La compagnia aerea non è obbligata a risarcire il passeggero che dichiara di avere subito lesioni a causa di un atterraggio “duro”, poiché tale accadimento non può essere qualificato come incidente imprevisto se sono rispettate le migliori pratiche nel settore.
Questo è quanto stabilito dalla Corte di giustizia dell’Unione europea nella causa C-70/20 con la quale hanno inteso chiarire la corretta interpretazione dell’articolo 17 della Convenzione di Montreal del 1999 sull’unificazione di alcune norme sul trasporto aereo internazionale, che prevedono la responsabilità del vettore nelle ipotesi in cui l’evento che provoca la lesione si è prodotto a bordo dell’aeromobile o nel corso di operazioni di imbarco o sbarco.
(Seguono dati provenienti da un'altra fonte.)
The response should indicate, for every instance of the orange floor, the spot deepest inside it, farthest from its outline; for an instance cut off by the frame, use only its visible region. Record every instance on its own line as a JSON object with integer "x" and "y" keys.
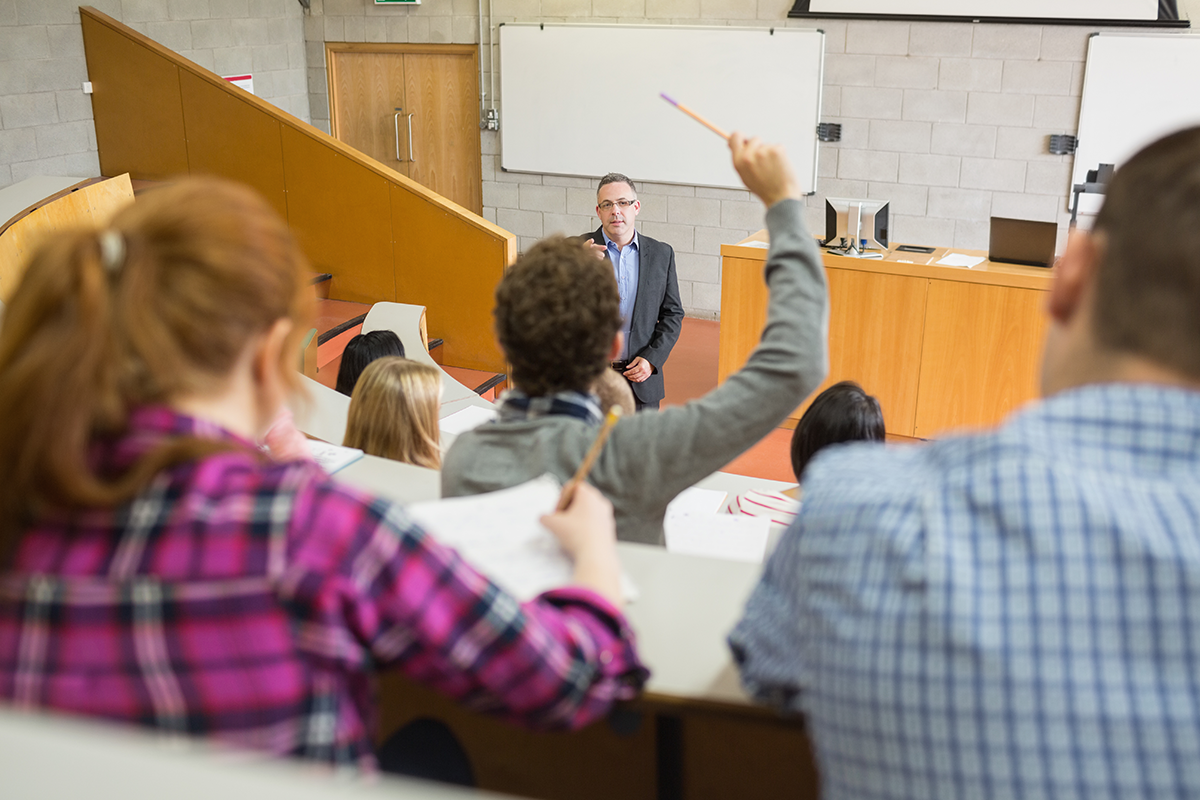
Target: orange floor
{"x": 691, "y": 372}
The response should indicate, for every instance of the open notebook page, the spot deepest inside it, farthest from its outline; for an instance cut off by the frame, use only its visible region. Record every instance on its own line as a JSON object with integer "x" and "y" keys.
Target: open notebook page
{"x": 501, "y": 535}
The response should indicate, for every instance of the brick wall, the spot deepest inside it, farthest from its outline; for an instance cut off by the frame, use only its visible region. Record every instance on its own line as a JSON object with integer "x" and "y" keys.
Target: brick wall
{"x": 947, "y": 121}
{"x": 46, "y": 119}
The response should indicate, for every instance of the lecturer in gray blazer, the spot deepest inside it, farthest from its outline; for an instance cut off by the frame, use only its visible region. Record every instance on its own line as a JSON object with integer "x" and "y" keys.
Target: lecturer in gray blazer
{"x": 658, "y": 313}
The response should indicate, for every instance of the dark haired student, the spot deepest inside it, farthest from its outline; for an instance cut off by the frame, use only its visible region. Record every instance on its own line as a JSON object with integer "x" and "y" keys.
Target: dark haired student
{"x": 1017, "y": 613}
{"x": 360, "y": 352}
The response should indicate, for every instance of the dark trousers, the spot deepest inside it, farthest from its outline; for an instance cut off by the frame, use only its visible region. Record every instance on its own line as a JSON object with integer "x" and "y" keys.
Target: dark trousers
{"x": 426, "y": 749}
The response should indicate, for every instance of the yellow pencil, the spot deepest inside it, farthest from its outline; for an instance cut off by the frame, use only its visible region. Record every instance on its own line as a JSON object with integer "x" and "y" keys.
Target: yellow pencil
{"x": 581, "y": 474}
{"x": 696, "y": 116}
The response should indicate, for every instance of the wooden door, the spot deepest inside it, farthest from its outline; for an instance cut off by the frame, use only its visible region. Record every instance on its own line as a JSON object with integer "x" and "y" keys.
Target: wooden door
{"x": 367, "y": 104}
{"x": 414, "y": 108}
{"x": 444, "y": 151}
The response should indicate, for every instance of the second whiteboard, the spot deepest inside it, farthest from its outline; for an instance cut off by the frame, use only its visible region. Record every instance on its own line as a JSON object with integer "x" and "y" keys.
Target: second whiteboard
{"x": 583, "y": 100}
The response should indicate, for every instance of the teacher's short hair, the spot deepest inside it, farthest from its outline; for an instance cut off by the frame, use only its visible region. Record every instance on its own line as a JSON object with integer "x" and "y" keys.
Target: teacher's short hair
{"x": 616, "y": 178}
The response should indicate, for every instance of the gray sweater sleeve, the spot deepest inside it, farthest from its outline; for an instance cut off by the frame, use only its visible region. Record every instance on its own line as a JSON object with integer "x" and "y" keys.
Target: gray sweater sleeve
{"x": 665, "y": 452}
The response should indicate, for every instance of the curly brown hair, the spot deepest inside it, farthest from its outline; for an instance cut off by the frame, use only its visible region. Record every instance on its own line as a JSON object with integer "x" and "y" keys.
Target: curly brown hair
{"x": 557, "y": 312}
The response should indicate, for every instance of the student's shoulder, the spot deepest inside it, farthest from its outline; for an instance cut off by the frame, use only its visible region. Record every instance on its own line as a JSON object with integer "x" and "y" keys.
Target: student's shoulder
{"x": 318, "y": 503}
{"x": 863, "y": 474}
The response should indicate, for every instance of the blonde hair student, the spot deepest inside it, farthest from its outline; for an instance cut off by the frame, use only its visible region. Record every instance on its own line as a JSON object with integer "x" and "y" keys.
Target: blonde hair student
{"x": 156, "y": 567}
{"x": 394, "y": 411}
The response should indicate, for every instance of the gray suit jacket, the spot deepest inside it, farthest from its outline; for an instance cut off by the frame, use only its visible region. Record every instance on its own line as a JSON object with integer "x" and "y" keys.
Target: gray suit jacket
{"x": 658, "y": 312}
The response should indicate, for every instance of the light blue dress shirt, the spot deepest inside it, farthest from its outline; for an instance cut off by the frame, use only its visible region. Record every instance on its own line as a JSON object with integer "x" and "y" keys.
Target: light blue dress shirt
{"x": 1014, "y": 614}
{"x": 627, "y": 265}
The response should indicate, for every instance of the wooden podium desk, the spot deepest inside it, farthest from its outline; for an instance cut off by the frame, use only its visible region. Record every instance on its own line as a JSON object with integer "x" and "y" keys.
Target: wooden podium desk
{"x": 941, "y": 347}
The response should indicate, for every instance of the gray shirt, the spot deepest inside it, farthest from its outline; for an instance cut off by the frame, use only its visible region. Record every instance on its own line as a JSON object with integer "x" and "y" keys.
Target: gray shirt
{"x": 653, "y": 456}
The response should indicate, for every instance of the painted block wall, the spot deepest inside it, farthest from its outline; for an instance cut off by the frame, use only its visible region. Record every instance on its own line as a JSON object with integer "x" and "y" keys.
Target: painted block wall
{"x": 46, "y": 124}
{"x": 947, "y": 121}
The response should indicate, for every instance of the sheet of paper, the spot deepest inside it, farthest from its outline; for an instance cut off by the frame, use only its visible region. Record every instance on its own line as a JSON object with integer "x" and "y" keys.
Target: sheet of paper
{"x": 733, "y": 537}
{"x": 466, "y": 420}
{"x": 959, "y": 259}
{"x": 697, "y": 500}
{"x": 502, "y": 537}
{"x": 333, "y": 457}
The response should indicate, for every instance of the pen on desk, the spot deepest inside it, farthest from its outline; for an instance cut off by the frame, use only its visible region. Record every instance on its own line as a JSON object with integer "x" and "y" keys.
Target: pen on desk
{"x": 696, "y": 116}
{"x": 581, "y": 474}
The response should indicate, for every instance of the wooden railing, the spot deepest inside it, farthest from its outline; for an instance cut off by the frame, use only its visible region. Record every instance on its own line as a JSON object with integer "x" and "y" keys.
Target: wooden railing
{"x": 379, "y": 234}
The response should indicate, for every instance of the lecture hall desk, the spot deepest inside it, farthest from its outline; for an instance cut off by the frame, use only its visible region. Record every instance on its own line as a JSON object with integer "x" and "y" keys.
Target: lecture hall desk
{"x": 941, "y": 347}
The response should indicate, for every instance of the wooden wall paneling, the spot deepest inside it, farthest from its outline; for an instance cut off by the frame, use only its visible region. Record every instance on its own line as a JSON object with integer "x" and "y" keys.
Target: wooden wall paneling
{"x": 597, "y": 763}
{"x": 981, "y": 356}
{"x": 365, "y": 91}
{"x": 453, "y": 270}
{"x": 738, "y": 756}
{"x": 232, "y": 138}
{"x": 743, "y": 312}
{"x": 442, "y": 94}
{"x": 90, "y": 205}
{"x": 136, "y": 102}
{"x": 876, "y": 325}
{"x": 340, "y": 212}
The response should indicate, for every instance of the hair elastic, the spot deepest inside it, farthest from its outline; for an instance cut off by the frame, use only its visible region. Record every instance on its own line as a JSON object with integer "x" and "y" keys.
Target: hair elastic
{"x": 112, "y": 250}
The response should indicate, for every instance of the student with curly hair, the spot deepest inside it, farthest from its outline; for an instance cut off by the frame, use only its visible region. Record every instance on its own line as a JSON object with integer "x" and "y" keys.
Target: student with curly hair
{"x": 160, "y": 570}
{"x": 558, "y": 320}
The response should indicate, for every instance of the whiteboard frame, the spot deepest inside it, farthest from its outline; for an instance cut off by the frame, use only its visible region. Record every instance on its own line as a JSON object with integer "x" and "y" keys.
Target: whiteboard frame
{"x": 808, "y": 179}
{"x": 1108, "y": 137}
{"x": 802, "y": 11}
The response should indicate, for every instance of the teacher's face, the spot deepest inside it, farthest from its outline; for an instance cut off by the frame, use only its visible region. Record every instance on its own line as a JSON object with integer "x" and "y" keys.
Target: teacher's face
{"x": 617, "y": 221}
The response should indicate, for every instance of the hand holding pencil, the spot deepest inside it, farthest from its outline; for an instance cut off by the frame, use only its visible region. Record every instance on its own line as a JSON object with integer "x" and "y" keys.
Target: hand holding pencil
{"x": 586, "y": 530}
{"x": 585, "y": 527}
{"x": 763, "y": 168}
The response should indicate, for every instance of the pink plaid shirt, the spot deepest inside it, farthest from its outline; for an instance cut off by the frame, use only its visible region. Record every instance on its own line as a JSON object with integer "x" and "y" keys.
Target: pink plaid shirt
{"x": 252, "y": 601}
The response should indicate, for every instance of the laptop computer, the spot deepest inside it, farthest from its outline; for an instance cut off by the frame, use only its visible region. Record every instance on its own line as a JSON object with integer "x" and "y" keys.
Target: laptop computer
{"x": 1023, "y": 241}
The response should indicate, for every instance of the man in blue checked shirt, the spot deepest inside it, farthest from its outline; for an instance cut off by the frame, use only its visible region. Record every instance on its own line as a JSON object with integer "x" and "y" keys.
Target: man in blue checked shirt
{"x": 1017, "y": 614}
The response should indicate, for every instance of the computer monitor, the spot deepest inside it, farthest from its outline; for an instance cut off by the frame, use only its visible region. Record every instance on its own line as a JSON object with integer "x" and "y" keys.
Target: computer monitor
{"x": 853, "y": 227}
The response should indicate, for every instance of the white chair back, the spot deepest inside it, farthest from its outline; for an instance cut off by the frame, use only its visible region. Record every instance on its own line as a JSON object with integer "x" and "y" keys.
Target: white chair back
{"x": 325, "y": 413}
{"x": 406, "y": 322}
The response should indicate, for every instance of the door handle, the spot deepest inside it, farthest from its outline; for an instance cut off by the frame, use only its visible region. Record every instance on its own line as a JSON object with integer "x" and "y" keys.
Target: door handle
{"x": 411, "y": 139}
{"x": 395, "y": 120}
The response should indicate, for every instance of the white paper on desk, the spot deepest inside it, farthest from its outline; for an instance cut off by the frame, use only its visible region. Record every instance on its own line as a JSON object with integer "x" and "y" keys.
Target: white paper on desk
{"x": 733, "y": 537}
{"x": 501, "y": 535}
{"x": 959, "y": 259}
{"x": 696, "y": 500}
{"x": 333, "y": 457}
{"x": 465, "y": 420}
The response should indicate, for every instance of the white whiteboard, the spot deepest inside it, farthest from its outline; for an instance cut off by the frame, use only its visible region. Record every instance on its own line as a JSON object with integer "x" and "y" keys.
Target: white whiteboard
{"x": 1017, "y": 8}
{"x": 1137, "y": 89}
{"x": 583, "y": 100}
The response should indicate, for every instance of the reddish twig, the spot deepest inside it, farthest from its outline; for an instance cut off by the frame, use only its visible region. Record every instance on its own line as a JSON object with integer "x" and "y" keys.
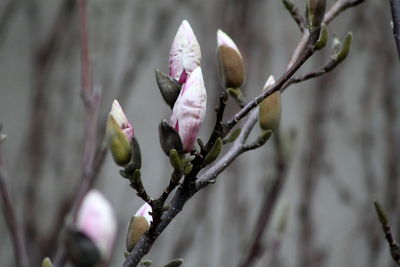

I fatti che hanno condotto a tale chiarimento interpretativo consistono in una richiesta di risarcimento avanzata da un passeggero che, a causa dell’atterraggio qualificato come duro, aveva riportato un’ernia e, quindi, pretendeva un indennizzo quantificato in 68mila euro. I giudici nazionali austriaci avevano respinto la richiesta e, prima di decidere in via definitiva, hanno chiesto definitiva interpretazione ai “giudici europei”. Per la Corte di giustizia, le procedure operative devono rispettare, in linea con la Convenzione, quanto previsto nel documento di aeronavigabilità, nel manuale di volo nonché dalle migliori pratiche in questo campo. Questo vuol dire che poco importa la percezione del passeggero sulla imprevedibilità di un evento perché ciò che conta sono le circostanze oggettive. L’imprevedibilità, infatti – scrive la Corte – non dipende dalle conseguenze subite da un passeggero o dalla sua percezione perché, in caso contrario, si estenderebbe «irragionevolmente la nozione stessa a detrimento dei vettori aerei». È vero che la Convenzione punta a tutelare l’interesse dei passeggeri, garantendo un equo risarcimento attraverso una forma di responsabilità oggettiva, ma preservando «il giusto equilibrio degli interessi» dei vettori aerei e dei passeggeri. Se i requisiti tecnici relativi al velivolo sono rispettati e se il vettore segue le procedure operative e tiene conto della dimensione, della pendenza e dello stato dell’area di decollo o di destinazione, comprese «le tolleranze e i margini previsti riguardanti i fattori incidenti in modo significativo sull’atterraggio», non si può qualificare un “atterraggio duro”, per quanto improvviso o inatteso, come incidente aereo anche se è «percepito da taluni passeggeri come più duro di quello da essi atteso». Tanto più che, come sottolineato dai giudici nazionali, la natura montuosa dell’ambiente in cui l’aeroporto era collocato richiedeva, per ragioni di sicurezza, proprio quel tipo di atterraggio.
Sebbene quindi l’Unione Europea prediliga sempre la tutela dei passeggeri per i casi di risarcimento del danno e rimborsi, in questo caso ha constatato una totale assenza di responsabilità da parte del vettore aereo che ha effettuato un atterraggio che ha poi condotto a un importante infortunio.